Homeland Elegies: A Novel
“To find meaning and humanity in confusing times and to convey that understanding to the reader is the ultimate gift a writer can provide.”
Ayad Akhtar’s novel Homeland Elegies demonstrates that the personal is political. Akhtar shows not only how being Muslim affects his way of being in the world but how religion and ethnicity influence individuals, families, and countries.
At a time when the very nature of truth is disputed, the book fittingly mixes memoir and novel. In a 9/14/20 New Yorker profile by Alexandra Schwartz, Akhtar declined to say what was real and what wasn’t in Homeland Elegies.
This strategy of combining the fictional and the real, also used in Michael Chabon’s recent Moonglow, here illuminates more than the story of one writer and his family. Akhtar’s larger subject is our troubled new century. He expands the novel’s form to get closer to the truth.
The first half of the book is particularly compelling. In this part, Akhtar anchors debates about responsibility, faith, and justice in the complex milieu of his family, both in the United States and the land of his parents’ birth, Pakistan. Sociopolitical currents affect and are affected by the interactions of the members of one extended family as well as some key friends.
Islam is as varied as its practitioners. The book presents Muslim people who vary from extremely secular to extremely observant, sometimes within a single person in the course of a lifetime.
A trenchant conversation between Akhtar and an uncle in Pakistan illuminates the differences between the experiences of the family members who stayed in Pakistan and those who moved to the United States. Interesting analysis is also provided of the history and family of the Prophet Mohammed as well as the history of Pakistan and of Afghanistan.
That conversation occurs in a rich family milieu. Akhtar pauses to describe the food they are eating and the interruptions of his parents, who repeatedly urge him to cut off the conversation in the name of peace. By contrast, some conversations in the middle of the book—about hedge funds, about Robert Bork—lack much context and seem like isolated lectures. The speech about astrology given by a romantic interest is tiresome, which is ironic since it is delivered by an educated lawyer.
In such moments, the dramatist Akhtar seems to have left the novelistic realm to provide speeches resembling monologues in a play. That is tied to a larger difficulty. A few sections in the middle of the novel lose the narrative thread to become separate stories connected only by the consciousness of the protagonist/narrator/author.
In the last third of the book, though, Akhtar returns to the subject of his family and sees larger social issues through the lens of the people he knows best. This section includes a beautifully dramatized courtroom scene, complete with stage directions. Thus Akhtar fulfills the ambition of this book: to analyze 21st century American culture while dramatizing the life of a sensitive participant and observer of it.
Born in Staten Island, bred in Milwaukee, Akhtar would seem American by birthright. Yet the tension with the Pakistani past and present, and the prejudice he experiences in the United States, make his sense of being an exile in his own country difficult to escape.

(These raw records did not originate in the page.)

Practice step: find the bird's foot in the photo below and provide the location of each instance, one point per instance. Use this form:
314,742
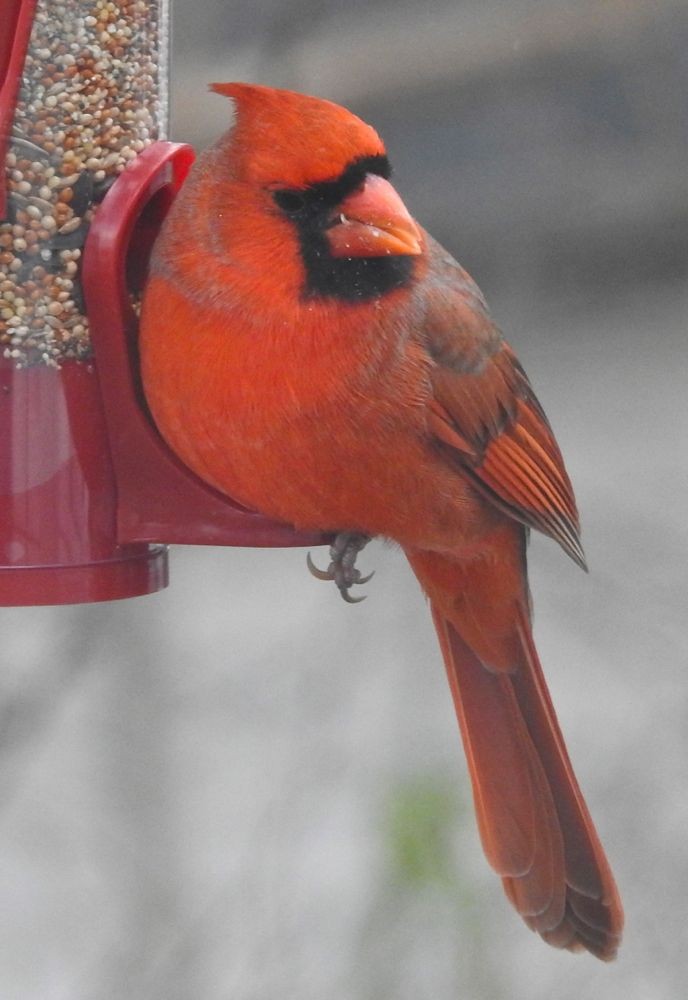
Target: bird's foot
342,569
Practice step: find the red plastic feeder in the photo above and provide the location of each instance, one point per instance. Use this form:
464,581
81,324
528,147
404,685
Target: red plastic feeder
89,492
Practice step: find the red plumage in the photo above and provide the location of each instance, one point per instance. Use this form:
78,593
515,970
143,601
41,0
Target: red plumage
309,350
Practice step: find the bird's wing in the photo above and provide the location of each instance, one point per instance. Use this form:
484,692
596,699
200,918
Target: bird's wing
485,415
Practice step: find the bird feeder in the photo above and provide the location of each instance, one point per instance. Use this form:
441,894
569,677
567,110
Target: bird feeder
89,493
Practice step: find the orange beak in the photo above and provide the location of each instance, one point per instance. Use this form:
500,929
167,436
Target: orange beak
373,222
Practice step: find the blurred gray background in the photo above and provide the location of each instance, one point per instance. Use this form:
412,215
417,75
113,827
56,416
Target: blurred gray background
243,789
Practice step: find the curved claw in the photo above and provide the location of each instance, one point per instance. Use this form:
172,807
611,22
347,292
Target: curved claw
351,600
342,569
319,574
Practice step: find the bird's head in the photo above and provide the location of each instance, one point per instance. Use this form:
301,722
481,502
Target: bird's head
309,180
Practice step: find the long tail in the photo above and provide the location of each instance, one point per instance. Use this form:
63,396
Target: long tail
534,824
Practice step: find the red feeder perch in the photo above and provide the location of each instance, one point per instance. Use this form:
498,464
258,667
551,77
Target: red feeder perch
89,492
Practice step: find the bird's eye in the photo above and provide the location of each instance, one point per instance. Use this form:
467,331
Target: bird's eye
291,202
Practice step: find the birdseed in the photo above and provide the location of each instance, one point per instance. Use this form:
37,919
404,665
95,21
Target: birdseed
93,95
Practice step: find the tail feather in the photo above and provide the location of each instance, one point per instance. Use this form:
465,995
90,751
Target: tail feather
534,824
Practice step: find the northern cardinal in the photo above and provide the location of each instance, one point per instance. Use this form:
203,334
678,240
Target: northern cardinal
309,350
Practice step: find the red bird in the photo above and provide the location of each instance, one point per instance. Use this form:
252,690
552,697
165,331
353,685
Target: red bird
310,351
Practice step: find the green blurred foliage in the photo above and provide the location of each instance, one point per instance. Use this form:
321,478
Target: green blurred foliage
420,827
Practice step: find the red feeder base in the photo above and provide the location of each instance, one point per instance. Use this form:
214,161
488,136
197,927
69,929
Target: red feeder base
58,538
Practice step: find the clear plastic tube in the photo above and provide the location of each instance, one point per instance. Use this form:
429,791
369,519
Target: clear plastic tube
94,93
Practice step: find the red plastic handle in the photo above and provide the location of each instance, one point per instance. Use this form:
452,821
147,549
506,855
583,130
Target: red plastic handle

Akhtar’s awareness that he is seen as “other” because of his skin color and religion is especially fraught in the immediate aftermath of 9/11. Describing to his love interest how he was harassed for being Muslim while trying to donate blood in New York City, he reflects on “the terrible isolated sadness of it all, . . . our repulsive condition, at once suspects and victims when it came to this, among the great American tragedies.”
Like Melville in Moby-Dick, Akhtar’s principal subjects include the roles of faith and capitalism in American culture. Like Shakespeare, in the chapter “Pox Americana” Akhtar conjoins comedy and tragedy, as he literally fumbles a very personal issue as his mother is dying.
Nonetheless, his last conversation with his mother is extraordinarily touching. Here Akhtar reveals the universal longing for love and the difficult necessity of communicating love through language: “I saw now that the source of my life’s work—reading, literature, writing—was in part the pursuit of something as simple as my mother’s gaze. . . .” To find meaning and humanity in confusing times and to convey that understanding to the reader is the ultimate gift a writer can provide.